We interviewed the Principal Investigators responsible for leading each of the CIVICs Centers as part of a two part interview series. In the first part of this article, we learned about Tony Moody, the Principal Investigator of the Duke CIVIC Vaccine Center (DCVC). This article provides an introduction to DCVC and CIVICs from Dr. Moody’s perspective.
If you had to make an elevator pitch for CIVICs, what would you say?
The CIVICs program is aimed at making better vaccines for influenza with the ultimate goal of making a universal vaccine. We would love to create a vaccine that can be given early in life, not require boosting, and that would provide life-long protection, similar to the measles vaccine. There are many reasons why that is a very challenging problem for influenza, but the CIVICs program is set up to tackle those problems. Along the way, we expect to make better vaccines than the ones we currently have, and the CIVICs programs will work toward making and testing those vaccines as well. If we can improve on what is done currently, either by needing less frequent boosters, providing broader protection, or by overcoming some of the limits of current vaccines, that will be a win.
Tell me the origin story of your Center.
The DCVC is one of the three vaccine centers charged with discovering new vaccine candidates to solve these problems. The DCVC is probably perceived as the mRNA program because we are lucky enough to have Drew Weissman as a member and collaborator. And while we are very pleased to have Drew, we are looking at multiple platforms and approaches because we think there may be advantages to other ways of doing things. One major focus is on understanding how the immune response gets imprinted by early influenza exposure, a phenomenon called “original antigenic sin” by some, and then how can we use vaccines to overcome potential problems created by imprinting. In addition, we are interested in developing approaches that leverage some of the unique aspects of the platforms we have in DCVC, such as the mRNA vaccine approaches pioneered by Drew Weissman and Katalin Karikó or the inactivation techniques of our partners at Najít Technologies.
The DCVC grew out of a number of collaborations that were going on for many years prior to the CIVICs program application process. Many of these collaborations started in the HIV-1 field, specifically as part of the Center for HIV/AIDS Vaccine Immunology (CHAVI) program under Bart Haynes who has been my mentor and collaborator for many years. We started doing influenza work in that program really as a control, using another diverse viral infection to help us understand what was going on in the immune system. What grew out of that program was a collaboration between Bart, myself, Greg Sempowski, Garnett Kelsoe, and Larry Liao at Duke, and Steve Harrison at Boston Children’s Hospital—that led to a P01 program that is ongoing to this day.

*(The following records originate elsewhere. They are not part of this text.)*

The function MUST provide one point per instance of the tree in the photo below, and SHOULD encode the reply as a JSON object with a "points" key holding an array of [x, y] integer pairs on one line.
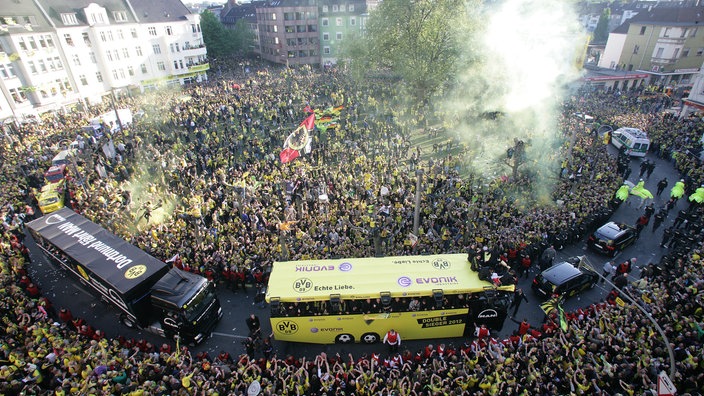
{"points": [[419, 41], [515, 157], [219, 41], [601, 32]]}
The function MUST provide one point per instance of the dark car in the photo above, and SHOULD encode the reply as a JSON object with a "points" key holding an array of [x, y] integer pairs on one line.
{"points": [[611, 238], [565, 279]]}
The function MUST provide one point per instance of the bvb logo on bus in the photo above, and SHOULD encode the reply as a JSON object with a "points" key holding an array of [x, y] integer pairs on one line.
{"points": [[302, 285], [287, 327], [441, 264], [135, 271]]}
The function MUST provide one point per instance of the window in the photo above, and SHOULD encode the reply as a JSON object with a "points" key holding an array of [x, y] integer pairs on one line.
{"points": [[69, 19], [7, 71], [17, 95], [120, 16]]}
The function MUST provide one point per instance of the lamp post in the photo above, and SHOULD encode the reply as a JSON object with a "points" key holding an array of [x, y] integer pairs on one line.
{"points": [[416, 213]]}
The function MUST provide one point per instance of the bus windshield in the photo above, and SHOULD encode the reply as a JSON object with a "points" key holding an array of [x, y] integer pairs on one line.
{"points": [[200, 301]]}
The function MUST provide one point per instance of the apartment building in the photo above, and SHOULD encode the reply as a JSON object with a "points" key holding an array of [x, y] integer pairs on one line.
{"points": [[55, 54]]}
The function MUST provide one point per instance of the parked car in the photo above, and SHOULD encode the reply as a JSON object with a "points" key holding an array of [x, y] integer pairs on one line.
{"points": [[611, 238], [567, 279]]}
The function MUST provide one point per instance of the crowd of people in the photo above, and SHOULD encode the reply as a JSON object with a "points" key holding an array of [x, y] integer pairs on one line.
{"points": [[197, 181]]}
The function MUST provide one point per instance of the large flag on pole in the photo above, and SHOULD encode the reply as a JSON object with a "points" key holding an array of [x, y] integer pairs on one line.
{"points": [[298, 140]]}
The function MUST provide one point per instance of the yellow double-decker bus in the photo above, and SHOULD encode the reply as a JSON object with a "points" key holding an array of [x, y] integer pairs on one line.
{"points": [[361, 299]]}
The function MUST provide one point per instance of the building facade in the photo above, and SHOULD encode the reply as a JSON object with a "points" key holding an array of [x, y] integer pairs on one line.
{"points": [[340, 21], [58, 53], [288, 32], [665, 43]]}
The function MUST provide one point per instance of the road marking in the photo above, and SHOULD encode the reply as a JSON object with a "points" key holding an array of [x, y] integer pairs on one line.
{"points": [[227, 335]]}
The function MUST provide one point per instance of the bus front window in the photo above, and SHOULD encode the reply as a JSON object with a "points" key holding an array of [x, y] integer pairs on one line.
{"points": [[196, 305]]}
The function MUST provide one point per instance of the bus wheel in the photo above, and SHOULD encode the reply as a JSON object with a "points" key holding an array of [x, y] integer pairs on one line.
{"points": [[344, 339], [370, 338], [127, 321]]}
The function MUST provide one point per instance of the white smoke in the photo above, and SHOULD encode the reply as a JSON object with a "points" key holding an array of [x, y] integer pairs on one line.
{"points": [[527, 54]]}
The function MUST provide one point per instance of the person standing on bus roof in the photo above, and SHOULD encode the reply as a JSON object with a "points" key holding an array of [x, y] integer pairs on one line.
{"points": [[393, 340]]}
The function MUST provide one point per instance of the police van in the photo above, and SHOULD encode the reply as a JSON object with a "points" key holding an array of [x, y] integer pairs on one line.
{"points": [[633, 141]]}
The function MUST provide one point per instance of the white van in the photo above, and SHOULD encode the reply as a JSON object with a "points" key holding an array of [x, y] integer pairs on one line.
{"points": [[634, 140]]}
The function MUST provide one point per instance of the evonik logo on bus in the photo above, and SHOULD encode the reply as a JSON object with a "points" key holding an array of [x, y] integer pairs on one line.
{"points": [[287, 327], [302, 285], [314, 268], [405, 281]]}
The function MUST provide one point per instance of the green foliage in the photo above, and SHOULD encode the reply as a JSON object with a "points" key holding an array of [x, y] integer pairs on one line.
{"points": [[419, 41], [601, 32], [222, 42]]}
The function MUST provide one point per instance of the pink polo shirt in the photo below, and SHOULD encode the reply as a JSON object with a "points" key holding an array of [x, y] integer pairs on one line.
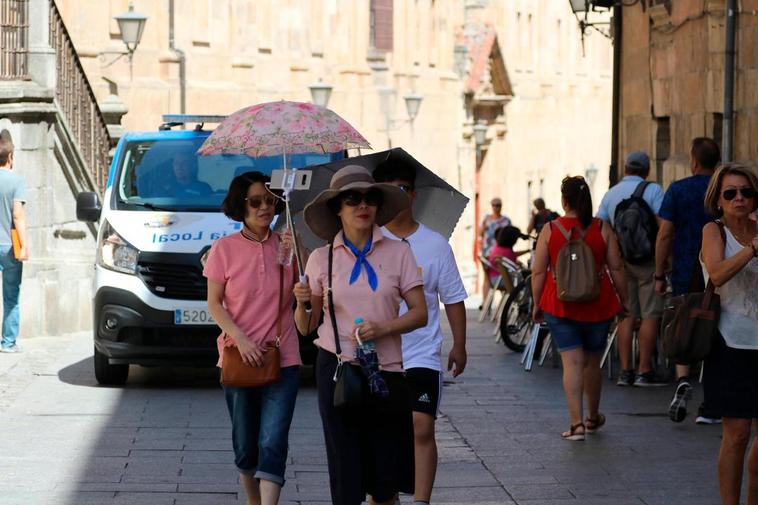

The P01 program under Steve Harrison led to the description by Aaron Schmidt of some of the molecular mechanisms of imprinting to influenza and demonstrated how those responses evolved over lifetime influenza exposures. While all of this was going on, the CHAVI program also developed a relationship with Drew Weissman to leverage the mRNA platform for HIV-1 vaccine development. So when the CIVICs program application process started, it seemed natural to bring all of these elements together to form the DCVC. We were fortunate to have more great collaborators at Duke, like Nick Heaton who is modifying influenza viruses to make new vaccines and Georgia Tomaras who has extensive experience in the analysis of clinical trials. Since launching, the DCVC has continued to build this network and we are now lucky to have six new collaborators who have joined since our launch: Fan Yuan (Duke), Ian Amanna (Najít Technologies), Kevin McCarthy (Pitt), Joel Collier (Duke), Scott Hensley (UPenn), and Martha Alexander-Miller (Wake Forest).
Explain the scientific aims of your Center to me but pretend I’m a high schooler.
Tell me about an exciting recent discovery from your CIVICs Center.
There’s a lot going on but some of it I can’t talk about just yet or can’t be too specific (patent considerations). Some of the platform development work at Najít is looking very promising to improve virus inactivation while preserving virus structure. The hyperglycosylation approach by Aaron Schmidt looks promising as a way to direct the immune response to certain broadly protective responses. One thing I’m particularly excited about is what looks to be a new, broadly reactive epitope that we’ve found on hemagglutinin with hints that it could provide very broad reactivity. We have lots more work to do to nail it down, but if everything pans out, it could be a big deal.
If you had to recommend another person from your Center for me to interview, who would it be, and why?
If you can get him, Drew Weissman would be a great one to talk to given everything that’s gone on over the last two years. I also think Mark Slifka and Ian Amanna at Najít could provide an insight into what it’s like to join the program while in progress.